The story, as you can probably tell by now, is bizarre and confusing, relying on a far-fetched interpretation of very select biblical passages. But this ride through paranoid, disjointed conspiracy theology might have been at least surreally entertaining if it wasn't so bogged down in wooden acting, bad dialogue, and dogmatic messages. Kirk Cameron is never believable as the hot-shot reporter risking life and limb to get the scoop, and Brad Johnson is stiff and unable to reach the kind of emotional depth necessary for his character, although I guess with the ridiculous text that all of the poor actors are forced to deliver, a good performance would be nothing short of a miracle.
These poor performances, however, make the main characters' religious conversions come across as desperate and insincere, which belies the whole point of the film.

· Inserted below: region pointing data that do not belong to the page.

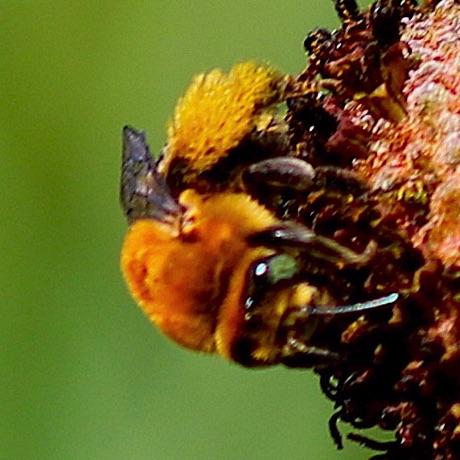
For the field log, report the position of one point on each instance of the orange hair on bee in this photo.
(181, 274)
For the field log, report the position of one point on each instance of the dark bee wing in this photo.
(304, 239)
(143, 192)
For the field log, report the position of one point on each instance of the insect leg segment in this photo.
(300, 329)
(143, 193)
(320, 247)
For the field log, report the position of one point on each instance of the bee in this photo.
(218, 272)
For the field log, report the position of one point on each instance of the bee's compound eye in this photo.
(265, 273)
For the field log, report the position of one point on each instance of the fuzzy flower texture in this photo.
(335, 187)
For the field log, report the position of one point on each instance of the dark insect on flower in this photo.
(324, 236)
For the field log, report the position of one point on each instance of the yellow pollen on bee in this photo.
(217, 112)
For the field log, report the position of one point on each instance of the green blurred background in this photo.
(83, 374)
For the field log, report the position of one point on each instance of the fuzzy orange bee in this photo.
(215, 270)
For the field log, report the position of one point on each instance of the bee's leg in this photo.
(320, 247)
(296, 353)
(299, 327)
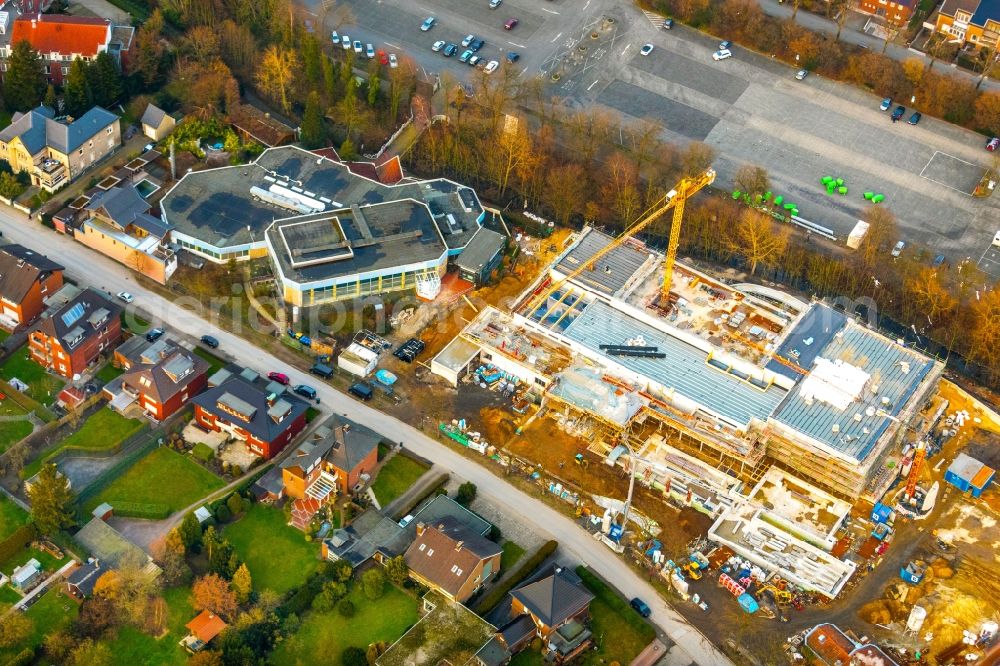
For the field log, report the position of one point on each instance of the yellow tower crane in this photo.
(675, 199)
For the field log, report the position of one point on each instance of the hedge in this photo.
(149, 511)
(498, 592)
(21, 537)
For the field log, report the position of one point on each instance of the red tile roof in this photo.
(55, 33)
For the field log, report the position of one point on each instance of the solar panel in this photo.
(72, 315)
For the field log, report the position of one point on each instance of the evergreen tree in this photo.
(313, 134)
(51, 501)
(77, 92)
(25, 82)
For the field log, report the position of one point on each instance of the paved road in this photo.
(88, 267)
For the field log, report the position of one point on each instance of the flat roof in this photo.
(614, 270)
(895, 373)
(326, 246)
(685, 368)
(216, 206)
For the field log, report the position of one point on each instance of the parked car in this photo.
(361, 390)
(279, 377)
(640, 607)
(305, 391)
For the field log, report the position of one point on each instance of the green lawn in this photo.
(54, 611)
(11, 517)
(328, 634)
(396, 477)
(161, 477)
(136, 648)
(42, 386)
(512, 552)
(107, 373)
(214, 362)
(106, 429)
(625, 633)
(278, 556)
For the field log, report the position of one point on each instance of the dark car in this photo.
(305, 391)
(640, 607)
(361, 390)
(279, 377)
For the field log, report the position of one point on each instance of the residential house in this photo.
(27, 575)
(970, 21)
(26, 278)
(267, 419)
(61, 38)
(896, 12)
(81, 582)
(118, 225)
(203, 628)
(54, 153)
(449, 557)
(559, 607)
(162, 379)
(76, 334)
(156, 123)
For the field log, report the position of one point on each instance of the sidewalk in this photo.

There are a lot of earnest intentions behind the making of "Left Behind," where most of the collaborators (including the very devout Kirk Cameron and wife Chelsea Noble, who also plays a role) seem to view their involvement as a kind of missionary work. They seem to have failed at this work, as I can't imagine how this clumsy storytelling and bad filmmaking could inspire a soul to devote themselves to the life that the film so poorly portrays.